Trans-temporal Perspectives on the Moche of Northern Peru: Archaeology, Heritage, and Indigeneity

Recorded: April 11, 2025
Event: Whither Global Antiquity? Retrospection and Future Directions
Citation: Muro Ynoñán, Luis. “Trans-temporal Perspectives on the Moche of Northern Peru: Archaeology, Heritage, and Indigeneity,” Global Antiquity: Whither Global Antiquity (April 11, 2025).
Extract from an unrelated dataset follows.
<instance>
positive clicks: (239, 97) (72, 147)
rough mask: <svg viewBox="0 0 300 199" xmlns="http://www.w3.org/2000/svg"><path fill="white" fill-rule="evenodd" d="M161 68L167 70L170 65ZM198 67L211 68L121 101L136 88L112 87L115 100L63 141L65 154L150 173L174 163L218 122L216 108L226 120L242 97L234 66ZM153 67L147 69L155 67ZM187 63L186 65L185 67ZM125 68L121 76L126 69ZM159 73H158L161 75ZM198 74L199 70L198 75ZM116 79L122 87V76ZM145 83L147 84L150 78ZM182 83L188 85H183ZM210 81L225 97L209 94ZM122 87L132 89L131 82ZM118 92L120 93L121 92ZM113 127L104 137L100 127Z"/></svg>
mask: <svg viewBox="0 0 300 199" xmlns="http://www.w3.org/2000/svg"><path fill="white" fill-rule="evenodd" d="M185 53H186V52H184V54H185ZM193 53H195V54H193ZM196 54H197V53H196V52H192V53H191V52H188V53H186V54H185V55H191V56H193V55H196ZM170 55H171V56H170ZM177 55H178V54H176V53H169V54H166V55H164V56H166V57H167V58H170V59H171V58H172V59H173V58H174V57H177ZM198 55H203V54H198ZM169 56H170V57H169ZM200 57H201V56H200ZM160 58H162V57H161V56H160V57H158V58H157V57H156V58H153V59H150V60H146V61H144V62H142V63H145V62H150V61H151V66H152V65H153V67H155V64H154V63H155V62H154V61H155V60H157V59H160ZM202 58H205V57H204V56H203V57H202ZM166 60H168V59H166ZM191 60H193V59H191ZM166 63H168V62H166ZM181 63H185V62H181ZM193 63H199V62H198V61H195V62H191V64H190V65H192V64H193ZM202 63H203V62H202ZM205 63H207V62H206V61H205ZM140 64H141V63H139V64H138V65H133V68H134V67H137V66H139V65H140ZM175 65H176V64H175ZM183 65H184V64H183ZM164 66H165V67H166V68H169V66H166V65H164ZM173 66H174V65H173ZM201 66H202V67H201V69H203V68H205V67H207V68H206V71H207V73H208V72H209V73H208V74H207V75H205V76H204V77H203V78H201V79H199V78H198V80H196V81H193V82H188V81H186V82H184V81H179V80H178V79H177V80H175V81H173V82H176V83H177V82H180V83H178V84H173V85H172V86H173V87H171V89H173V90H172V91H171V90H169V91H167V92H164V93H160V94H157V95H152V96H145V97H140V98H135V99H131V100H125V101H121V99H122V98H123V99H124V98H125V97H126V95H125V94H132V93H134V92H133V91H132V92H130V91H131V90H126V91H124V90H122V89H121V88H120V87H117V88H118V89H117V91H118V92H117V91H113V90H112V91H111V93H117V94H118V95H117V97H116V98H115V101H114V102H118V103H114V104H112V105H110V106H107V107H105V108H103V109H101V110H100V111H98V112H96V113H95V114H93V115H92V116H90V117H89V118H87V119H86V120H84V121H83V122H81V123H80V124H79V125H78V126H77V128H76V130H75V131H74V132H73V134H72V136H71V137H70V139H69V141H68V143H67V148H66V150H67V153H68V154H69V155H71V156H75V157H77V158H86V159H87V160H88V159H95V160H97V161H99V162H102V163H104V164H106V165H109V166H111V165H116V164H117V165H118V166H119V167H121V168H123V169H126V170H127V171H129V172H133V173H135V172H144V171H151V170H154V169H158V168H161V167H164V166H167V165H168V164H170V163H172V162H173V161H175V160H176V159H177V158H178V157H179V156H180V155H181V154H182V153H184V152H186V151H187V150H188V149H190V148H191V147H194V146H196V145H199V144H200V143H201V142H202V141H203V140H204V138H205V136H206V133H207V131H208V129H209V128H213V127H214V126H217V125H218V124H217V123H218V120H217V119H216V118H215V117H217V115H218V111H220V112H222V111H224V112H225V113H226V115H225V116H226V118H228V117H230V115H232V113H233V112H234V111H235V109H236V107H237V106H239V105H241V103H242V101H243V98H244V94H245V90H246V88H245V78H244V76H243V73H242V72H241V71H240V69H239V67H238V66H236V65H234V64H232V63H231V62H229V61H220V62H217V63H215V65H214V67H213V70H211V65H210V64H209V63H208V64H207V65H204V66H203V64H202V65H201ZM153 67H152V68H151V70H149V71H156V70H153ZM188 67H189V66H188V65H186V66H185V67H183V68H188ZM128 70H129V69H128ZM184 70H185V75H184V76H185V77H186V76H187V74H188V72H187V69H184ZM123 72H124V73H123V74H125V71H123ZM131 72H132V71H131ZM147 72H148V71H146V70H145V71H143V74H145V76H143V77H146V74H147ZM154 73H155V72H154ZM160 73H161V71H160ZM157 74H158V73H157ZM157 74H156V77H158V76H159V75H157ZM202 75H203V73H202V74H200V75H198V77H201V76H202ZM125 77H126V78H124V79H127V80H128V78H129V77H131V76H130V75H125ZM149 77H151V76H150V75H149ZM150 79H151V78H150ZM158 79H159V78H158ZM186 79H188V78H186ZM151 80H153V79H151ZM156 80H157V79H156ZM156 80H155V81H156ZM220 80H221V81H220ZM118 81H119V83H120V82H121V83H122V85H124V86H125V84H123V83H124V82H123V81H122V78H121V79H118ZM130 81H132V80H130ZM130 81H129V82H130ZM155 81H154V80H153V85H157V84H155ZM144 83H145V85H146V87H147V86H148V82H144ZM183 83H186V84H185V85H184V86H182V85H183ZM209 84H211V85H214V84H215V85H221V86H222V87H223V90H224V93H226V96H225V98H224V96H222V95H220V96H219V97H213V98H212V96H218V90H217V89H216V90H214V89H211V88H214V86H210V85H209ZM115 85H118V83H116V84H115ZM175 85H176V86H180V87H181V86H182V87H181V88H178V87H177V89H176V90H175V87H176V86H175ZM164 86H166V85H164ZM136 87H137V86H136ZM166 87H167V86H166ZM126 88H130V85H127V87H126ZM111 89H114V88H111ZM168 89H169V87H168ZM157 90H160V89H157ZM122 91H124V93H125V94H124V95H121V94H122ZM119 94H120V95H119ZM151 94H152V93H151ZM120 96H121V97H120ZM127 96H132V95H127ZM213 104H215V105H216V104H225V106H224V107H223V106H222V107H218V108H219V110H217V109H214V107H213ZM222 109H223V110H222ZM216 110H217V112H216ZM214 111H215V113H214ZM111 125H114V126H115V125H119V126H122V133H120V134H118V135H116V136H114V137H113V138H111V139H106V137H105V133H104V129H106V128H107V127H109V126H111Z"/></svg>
by Luis Muro Ynoñán (Field Museum)

The Moche territory in the North Coast of Peru is one of the cultural areas of the Andes that have drawn the most fascination from scholars studying the deep past. It was home to the earliest processes of domestication, urbanism, and social complexity in the New World. Historical narratives about this region have been mainly dominated by archaeologists who have created compartmentalized visions of the territory whose occupation is seen as a sequence of phases, periods, and cultures. Said narratives, I argue, have precluded trans-temporal perceptions of the cultural landscapes of this region where the line between the precolonial, colonial, and postcolonial can be erased in favor of a focus on the multiplicity of experiences of time and history in the territory. This talk attempts to overcome the excessive emphasis on neo-evolutionary frameworks imposed by archaeologists and move towards a multi-scalar and inter-disciplinary approach of space, time, and bodies that inhabited (and still inhabit) the cultural landscapes of this region. Under this approach, ancient landscapes, huacas and huacos are no longer considered relics of a deep past. Instead, they are dynamic actors within an ever-continuous process of Indigenous identity-making, land tenure, heritage (re)appropriation, and ecological and environmental equilibrium with powerful effects in the present.

About the Speaker

Luis A. Muro Ynoñán (PhD, Stanford) is a Peruvian anthropological archaeologist specializing in the archaeology and heritage of the Moche. He is currently an Assistant Curator of South American Anthropology at the Field Museum of Natural History in Chicago and a Lecturer in Archaeology at the Pontifical Catholic University of Peru in Lima. His research has been awarded with fellowships and grants from various institutions including the Society for American Archaeology, Dumbarton Oaks, Los Angeles County Museum of Art, the Field Museum, the Stanford Institute for Research in the Social Sciences, and the Lilly and Mellon Foundations. He has broad theoretical interests including the study of ancient religion, performance, and monumental landscapes, as well as heritage ethics, rights, and decoloniality. He is currently the director of the Zaña Cultural Landscape Archaeological Project in Lambayeque, Peru. Through this project, he examines the emergence of Moche religion and religious monumental landscapes in relationship to climatic oscillations documented for the 1st millennium CE in northern Peru.